Uma investigação da Public Eye publicada em Abril de 2024 descobriu que a Nestlé adicionou açúcar e mel ao leite infantil e aos produtos à base de cereais vendidos na Ásia, África e América Latina, quando produtos equivalentes nos países mais ricos não tinham adição de açúcar.
Numa carta ao CEO da Nestlé, Philipp Navratil, 12 organizações africanas de consumidores e da sociedade civil afirmaram: “Vocês sabem como fazer as coisas de forma diferente. Mas tomaram uma decisão deliberada de alimentar as crianças em África com opções menos saudáveis.”

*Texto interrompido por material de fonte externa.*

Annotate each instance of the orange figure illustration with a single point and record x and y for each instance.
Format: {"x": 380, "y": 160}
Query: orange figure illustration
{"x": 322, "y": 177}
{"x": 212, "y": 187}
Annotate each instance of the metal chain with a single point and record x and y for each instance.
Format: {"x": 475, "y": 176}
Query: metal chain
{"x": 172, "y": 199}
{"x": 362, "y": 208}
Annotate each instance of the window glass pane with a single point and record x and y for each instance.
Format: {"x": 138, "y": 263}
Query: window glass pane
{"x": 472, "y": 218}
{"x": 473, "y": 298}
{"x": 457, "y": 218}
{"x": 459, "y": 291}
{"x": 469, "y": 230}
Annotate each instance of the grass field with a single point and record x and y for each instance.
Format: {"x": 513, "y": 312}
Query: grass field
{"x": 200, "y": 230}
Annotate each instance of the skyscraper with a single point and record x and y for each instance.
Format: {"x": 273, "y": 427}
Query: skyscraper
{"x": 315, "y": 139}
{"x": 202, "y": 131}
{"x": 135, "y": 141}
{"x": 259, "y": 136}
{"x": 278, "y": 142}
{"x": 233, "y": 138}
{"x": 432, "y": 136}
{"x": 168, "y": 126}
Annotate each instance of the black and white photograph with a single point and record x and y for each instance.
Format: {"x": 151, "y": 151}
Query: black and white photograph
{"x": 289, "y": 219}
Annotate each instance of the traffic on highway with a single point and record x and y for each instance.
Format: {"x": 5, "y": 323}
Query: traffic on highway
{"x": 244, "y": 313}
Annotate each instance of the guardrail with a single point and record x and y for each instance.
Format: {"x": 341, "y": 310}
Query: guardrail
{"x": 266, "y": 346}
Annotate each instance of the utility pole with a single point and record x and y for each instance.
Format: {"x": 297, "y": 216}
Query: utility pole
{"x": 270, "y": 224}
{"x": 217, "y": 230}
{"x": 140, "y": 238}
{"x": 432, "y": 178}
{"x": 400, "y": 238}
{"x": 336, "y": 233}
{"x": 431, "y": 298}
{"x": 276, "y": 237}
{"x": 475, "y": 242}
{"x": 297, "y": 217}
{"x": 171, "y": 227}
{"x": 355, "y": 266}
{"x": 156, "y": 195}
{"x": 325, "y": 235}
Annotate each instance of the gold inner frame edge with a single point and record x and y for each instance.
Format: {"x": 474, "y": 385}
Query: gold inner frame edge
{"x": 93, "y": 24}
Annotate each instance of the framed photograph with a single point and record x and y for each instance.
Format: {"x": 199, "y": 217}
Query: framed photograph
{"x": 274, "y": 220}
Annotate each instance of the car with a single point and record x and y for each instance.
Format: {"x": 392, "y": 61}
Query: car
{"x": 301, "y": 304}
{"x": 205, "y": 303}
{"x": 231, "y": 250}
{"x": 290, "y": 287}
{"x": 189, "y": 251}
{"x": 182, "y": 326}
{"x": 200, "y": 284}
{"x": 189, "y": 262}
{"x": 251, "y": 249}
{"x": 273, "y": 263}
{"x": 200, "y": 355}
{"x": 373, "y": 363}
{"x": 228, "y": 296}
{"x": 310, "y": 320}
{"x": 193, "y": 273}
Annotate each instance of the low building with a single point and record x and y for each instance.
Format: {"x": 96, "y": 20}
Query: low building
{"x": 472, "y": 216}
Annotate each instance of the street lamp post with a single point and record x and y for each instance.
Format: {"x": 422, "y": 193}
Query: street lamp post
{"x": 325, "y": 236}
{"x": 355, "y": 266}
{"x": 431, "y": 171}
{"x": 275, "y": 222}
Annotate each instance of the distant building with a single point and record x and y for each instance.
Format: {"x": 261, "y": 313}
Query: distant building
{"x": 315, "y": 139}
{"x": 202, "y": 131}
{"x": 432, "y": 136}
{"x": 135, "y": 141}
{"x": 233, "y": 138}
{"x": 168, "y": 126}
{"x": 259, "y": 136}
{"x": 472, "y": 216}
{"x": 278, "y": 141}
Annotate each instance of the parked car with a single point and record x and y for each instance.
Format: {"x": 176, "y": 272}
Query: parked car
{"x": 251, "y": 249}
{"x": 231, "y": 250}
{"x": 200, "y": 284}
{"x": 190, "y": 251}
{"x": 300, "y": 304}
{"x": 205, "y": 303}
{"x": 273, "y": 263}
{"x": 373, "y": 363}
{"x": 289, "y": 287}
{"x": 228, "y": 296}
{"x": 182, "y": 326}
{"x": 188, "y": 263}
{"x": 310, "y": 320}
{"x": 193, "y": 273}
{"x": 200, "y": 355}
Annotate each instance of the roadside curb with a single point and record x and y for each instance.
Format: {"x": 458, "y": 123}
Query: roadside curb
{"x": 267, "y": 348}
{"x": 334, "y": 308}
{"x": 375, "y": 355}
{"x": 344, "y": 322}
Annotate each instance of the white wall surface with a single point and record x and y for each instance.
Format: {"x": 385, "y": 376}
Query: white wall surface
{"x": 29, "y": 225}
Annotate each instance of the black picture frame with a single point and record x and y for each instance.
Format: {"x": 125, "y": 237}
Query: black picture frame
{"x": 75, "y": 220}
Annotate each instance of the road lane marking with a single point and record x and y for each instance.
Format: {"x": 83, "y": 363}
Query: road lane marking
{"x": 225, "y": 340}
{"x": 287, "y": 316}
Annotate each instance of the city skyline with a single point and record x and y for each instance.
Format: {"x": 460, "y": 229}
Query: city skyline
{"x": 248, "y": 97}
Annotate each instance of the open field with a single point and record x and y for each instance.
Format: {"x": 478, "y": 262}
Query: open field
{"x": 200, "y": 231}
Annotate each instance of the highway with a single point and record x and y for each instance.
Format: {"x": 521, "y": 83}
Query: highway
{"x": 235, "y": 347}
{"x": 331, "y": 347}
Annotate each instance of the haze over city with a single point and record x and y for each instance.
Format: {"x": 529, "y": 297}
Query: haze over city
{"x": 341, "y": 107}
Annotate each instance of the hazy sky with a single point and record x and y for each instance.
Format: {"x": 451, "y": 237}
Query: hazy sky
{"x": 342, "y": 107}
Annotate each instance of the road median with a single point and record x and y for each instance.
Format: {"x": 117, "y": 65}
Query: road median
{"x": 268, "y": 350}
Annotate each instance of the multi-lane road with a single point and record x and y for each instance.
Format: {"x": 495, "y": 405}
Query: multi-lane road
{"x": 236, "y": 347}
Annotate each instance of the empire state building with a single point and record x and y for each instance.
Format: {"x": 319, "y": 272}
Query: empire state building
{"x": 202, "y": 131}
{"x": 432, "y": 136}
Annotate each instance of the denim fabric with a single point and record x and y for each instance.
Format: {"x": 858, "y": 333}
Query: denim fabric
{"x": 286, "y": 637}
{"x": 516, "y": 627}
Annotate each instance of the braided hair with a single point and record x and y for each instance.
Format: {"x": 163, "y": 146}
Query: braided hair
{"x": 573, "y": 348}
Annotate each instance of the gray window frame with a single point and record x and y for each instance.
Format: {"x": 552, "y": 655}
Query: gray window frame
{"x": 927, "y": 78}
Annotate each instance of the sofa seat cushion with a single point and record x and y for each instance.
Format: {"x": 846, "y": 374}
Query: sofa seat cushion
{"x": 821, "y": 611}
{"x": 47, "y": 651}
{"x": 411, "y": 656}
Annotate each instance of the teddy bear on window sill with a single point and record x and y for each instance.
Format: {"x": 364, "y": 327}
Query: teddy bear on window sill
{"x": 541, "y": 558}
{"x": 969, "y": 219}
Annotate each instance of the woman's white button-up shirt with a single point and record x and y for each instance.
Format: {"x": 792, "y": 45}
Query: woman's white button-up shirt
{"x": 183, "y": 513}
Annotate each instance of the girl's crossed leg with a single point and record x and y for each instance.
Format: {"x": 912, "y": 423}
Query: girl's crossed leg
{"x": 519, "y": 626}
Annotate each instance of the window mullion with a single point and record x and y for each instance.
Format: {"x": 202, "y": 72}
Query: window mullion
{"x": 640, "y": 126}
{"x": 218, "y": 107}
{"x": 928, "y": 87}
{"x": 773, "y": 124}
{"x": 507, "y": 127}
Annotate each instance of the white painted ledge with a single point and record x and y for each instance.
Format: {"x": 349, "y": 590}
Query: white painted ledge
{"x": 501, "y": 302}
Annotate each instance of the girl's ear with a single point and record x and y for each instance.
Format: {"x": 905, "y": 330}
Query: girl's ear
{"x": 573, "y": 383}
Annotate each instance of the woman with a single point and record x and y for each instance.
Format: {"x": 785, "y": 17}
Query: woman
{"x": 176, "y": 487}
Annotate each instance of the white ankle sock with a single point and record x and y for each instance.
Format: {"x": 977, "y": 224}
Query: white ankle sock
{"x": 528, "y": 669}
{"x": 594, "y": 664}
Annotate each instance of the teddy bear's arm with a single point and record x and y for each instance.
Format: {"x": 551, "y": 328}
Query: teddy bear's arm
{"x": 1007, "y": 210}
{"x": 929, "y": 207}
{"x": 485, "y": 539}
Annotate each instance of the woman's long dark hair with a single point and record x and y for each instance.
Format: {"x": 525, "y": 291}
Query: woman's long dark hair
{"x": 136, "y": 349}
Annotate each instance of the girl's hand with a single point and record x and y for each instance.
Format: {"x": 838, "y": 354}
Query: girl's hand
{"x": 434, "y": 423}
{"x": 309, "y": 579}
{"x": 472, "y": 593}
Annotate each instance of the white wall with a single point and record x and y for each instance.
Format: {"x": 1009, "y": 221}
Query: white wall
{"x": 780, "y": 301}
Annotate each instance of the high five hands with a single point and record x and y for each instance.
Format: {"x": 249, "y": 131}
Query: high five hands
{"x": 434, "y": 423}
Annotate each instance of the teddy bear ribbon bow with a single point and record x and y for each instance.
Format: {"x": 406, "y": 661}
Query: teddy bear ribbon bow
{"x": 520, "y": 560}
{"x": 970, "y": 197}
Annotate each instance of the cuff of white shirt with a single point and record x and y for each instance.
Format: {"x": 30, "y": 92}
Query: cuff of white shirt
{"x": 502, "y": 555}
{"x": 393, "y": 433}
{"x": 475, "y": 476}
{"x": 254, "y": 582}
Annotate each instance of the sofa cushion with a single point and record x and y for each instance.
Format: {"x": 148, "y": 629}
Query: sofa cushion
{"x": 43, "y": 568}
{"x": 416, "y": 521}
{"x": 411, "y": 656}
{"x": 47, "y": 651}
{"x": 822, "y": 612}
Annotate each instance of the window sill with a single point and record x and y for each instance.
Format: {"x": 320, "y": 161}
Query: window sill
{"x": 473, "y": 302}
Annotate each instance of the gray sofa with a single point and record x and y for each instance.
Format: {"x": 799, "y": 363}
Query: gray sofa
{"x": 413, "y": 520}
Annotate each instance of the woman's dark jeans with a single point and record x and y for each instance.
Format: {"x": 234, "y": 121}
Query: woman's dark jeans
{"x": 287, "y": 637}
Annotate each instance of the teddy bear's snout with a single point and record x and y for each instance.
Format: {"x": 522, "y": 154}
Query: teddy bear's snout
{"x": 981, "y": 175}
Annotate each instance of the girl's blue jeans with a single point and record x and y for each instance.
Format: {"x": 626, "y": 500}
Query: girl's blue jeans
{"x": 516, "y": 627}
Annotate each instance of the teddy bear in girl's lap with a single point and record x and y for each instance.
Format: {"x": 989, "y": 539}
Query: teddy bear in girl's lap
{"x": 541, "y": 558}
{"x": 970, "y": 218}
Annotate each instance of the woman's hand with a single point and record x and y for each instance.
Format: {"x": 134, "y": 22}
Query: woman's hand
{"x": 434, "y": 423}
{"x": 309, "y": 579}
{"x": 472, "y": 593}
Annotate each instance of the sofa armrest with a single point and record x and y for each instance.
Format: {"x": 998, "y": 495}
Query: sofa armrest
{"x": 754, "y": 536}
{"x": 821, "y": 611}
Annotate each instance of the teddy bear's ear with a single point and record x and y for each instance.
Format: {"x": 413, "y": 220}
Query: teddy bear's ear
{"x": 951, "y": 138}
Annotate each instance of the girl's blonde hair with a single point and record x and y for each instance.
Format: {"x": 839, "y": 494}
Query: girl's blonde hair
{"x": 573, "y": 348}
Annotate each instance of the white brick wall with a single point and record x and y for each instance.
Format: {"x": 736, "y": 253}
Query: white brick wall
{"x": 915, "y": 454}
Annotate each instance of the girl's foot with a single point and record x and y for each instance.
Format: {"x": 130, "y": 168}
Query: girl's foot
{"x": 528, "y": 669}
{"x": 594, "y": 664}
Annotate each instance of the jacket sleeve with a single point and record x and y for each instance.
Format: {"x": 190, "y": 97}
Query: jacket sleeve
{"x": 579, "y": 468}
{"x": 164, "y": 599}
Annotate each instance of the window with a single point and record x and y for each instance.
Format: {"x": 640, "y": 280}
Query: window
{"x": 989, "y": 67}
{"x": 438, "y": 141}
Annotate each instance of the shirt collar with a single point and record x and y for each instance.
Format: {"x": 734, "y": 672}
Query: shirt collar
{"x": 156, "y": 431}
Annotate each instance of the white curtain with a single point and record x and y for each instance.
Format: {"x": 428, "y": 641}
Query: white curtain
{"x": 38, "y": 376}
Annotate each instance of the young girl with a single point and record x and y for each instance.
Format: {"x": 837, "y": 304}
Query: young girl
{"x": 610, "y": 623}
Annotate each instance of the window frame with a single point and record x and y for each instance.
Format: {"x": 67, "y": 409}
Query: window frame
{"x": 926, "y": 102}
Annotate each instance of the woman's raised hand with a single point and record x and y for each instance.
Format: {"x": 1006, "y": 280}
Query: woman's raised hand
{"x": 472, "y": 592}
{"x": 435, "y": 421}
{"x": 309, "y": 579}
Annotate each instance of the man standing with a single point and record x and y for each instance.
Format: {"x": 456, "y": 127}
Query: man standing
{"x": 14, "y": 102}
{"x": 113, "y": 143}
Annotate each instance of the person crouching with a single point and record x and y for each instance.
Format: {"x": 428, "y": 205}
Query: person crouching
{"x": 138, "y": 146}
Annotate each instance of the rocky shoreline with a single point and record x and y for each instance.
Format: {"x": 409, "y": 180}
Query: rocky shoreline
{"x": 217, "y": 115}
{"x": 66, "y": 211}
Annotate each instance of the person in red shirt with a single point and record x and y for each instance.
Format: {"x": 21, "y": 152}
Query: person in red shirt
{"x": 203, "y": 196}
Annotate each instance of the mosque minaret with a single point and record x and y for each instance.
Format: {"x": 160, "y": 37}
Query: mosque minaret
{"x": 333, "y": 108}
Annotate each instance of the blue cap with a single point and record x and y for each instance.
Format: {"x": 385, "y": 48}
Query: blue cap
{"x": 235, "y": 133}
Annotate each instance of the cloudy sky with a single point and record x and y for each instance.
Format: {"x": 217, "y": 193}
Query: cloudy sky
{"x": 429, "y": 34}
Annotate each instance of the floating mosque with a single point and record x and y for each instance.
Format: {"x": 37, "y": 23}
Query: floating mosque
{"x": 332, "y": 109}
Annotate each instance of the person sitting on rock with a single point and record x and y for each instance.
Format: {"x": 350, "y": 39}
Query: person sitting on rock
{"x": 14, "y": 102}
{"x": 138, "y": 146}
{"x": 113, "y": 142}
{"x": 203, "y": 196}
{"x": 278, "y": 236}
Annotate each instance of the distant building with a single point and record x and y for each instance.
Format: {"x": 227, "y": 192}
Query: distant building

Após a investigação da Public Eye em 2024, a Nestlé disse que tinha ambições de introduzir versões do Cerelac sem adição de açúcar em todos os mercados.. No entanto, os ativistas disseram que isso era “muito pouco, muito tarde” e apelaram à empresa para parar de adicionar açúcar à comida para bebé.
Acrescentaram: “Ao adicionar açúcar aos cereais infantis, a Nestlé está a colocar a saúde dos bebés africanos em risco em termos de lucro.” Acusando a empresa de desempenhar um papel numa “catástrofe de saúde pública evitável”, afirmaram que uma epidemia de doenças não transmissíveis relacionadas com a alimentação estava a espalhar-se por todo o continente.
Peggy Diby, chefe global de assuntos corporativos da Nestlé Nutrition, disse: “Estas são acusações infundadas e ações insinuantes que são contrárias a todos os nossos valores.
No ano passado, a Nestlé introduziu 14 variantes de Cerelac sem adição de açúcar na Índia, e Diby disse que estava a acelerar o lançamento de variedades sem adição de açúcar nos países africanos.
Ele disse que a Public Eye se recusou a compartilhar detalhes de seus testes e questionou os níveis de açúcar identificados, sugerindo que incluíam açúcares naturais do leite, cereais e frutas nos produtos. Afirmou que os níveis dos produtos da Nestlé estavam “bem abaixo” dos estabelecidos nos padrões internacionais de segurança e qualidade alimentar publicados pela OMS e pela Organização das Nações Unidas para a Alimentação e Agricultura, conhecidos como Codex Alimentarius.
“O maior desafio em África não é a obesidade, mas a desnutrição”, afirmou, destacando a deficiência de ferro como uma preocupação particular. “Estamos aqui para oferecer soluções adequadas à idade que contribuam para (combater) a desnutrição”.
A Dra. Sara Colombo Mottaz, chefe global de assuntos médicos, regulamentares e científicos da Nestlé Nutrition, disse que os cereais fortificados desempenham um papel fundamental no fornecimento dos micronutrientes necessários e que a empresa tem “guarda-corpos” internos para manter os açúcares adicionados abaixo de um determinado nível.
Ela disse que os bebês no útero, ou aqueles amamentados quando bebês, estavam acostumados com sabores doces e era importante oferecer-lhes sabores que eles aceitariam quando fizessem a transição para alimentos sólidos.
“Queremos oferecer aos pais (uma gama de produtos) que também estão sob a nossa alçada”, disse ele. “Lembre-se de que as crianças com seis meses de idade… podem recusar-se a comer e, se se recusarem a comer, não conseguirão crescer adequadamente.”